Here’s the potential cost for moving up based on recent teams originally selecting 15 or lower.


  • Cardinals trade 15, 79, 152 to Raiders for 10 (QB Josh Rosen)
  • Bills trade 21, 158 and offensive tackle Cordy Glenn to Bengals for 12 (NT Vita Vea) and 187


  • Texans trade 25 and a 2018 first-round selection to Browns for 12 (QB Deshaun Watson)


  • Titans trade 15, 76 and a 2017 second round selection to Browns for 8 (OT Jack Conklin), 176

Based on the price Houston paid moving up 13 spots, the cost of jumping past the Giants and Jaguars assuming those teams stay put, for Haskins would require a massive outlay. Recall the bushel of high picks Washington sent St. Louis for the right to draft Robert Griffin III just to move from six to two.

However, the cost for moving from 15 ahead of 13 is not steep relative to the QB need – and the picks at Washington’s disposal.

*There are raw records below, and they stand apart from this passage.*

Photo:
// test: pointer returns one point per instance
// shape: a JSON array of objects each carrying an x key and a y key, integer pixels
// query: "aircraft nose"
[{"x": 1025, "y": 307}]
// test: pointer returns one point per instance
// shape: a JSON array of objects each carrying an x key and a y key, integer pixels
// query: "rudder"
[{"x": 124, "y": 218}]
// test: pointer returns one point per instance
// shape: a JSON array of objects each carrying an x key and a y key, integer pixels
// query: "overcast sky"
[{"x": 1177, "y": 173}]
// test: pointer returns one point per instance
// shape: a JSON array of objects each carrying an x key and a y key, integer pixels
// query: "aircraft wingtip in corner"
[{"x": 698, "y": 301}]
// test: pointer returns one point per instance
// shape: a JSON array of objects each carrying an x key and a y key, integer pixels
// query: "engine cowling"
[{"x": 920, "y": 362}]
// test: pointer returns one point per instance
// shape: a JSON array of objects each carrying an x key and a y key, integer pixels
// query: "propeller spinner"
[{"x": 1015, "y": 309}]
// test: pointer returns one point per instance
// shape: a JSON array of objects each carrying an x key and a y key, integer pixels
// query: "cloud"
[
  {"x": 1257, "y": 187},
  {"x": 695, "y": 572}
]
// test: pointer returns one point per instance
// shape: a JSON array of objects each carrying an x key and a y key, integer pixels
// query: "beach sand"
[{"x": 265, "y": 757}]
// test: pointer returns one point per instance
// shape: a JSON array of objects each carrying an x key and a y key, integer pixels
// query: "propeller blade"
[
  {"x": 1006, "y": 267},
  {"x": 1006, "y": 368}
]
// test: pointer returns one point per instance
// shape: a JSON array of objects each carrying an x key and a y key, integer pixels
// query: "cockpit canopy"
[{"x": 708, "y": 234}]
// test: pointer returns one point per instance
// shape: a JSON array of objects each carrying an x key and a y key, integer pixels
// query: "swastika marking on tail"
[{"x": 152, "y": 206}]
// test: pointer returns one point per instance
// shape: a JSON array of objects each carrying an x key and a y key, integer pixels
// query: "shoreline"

The trades for Rosen and Conklin are most similar to each other and the Redskins’ situation. Tennessee paid a heavier price in 2016 going from 15 to eight than Arizona did with a move from 15 to 10 last season.

What’s noteworthy from the Washington’s perspective is the ammunition available. The Redskins have their original selections except for the fourth-rounder sent to Green Bay for Ha Ha Clinton-Dix and sixth used to snag Adonis Alexander in the supplemental draft. In addition, projections show compensatory picks in the third, fifth and sixth round coming their way based on three of their 2018 free agents – Kirk Cousins, Trent Murphy, Ryan Grant – signing elsewhere.

While the Redskins have a lengthy list of needs, these extra selections allow for a tick more aggressiveness if interested. Washington could make the exact same Arizona trade from last season to jump Miami for Murray or another quarterback and still own seven selections including a first, second and third.

The Redskins would still have enough selections to tab a left guard, wide receiver, safety or whatever remained on the needs following free agency in the second or third round. That’s worth keeping in mind as this discussion lurches forward over next three months.

Before such decisions, the question is whether Murray chooses the NFL over MLB. The pining football world awaits your decision, Kyler.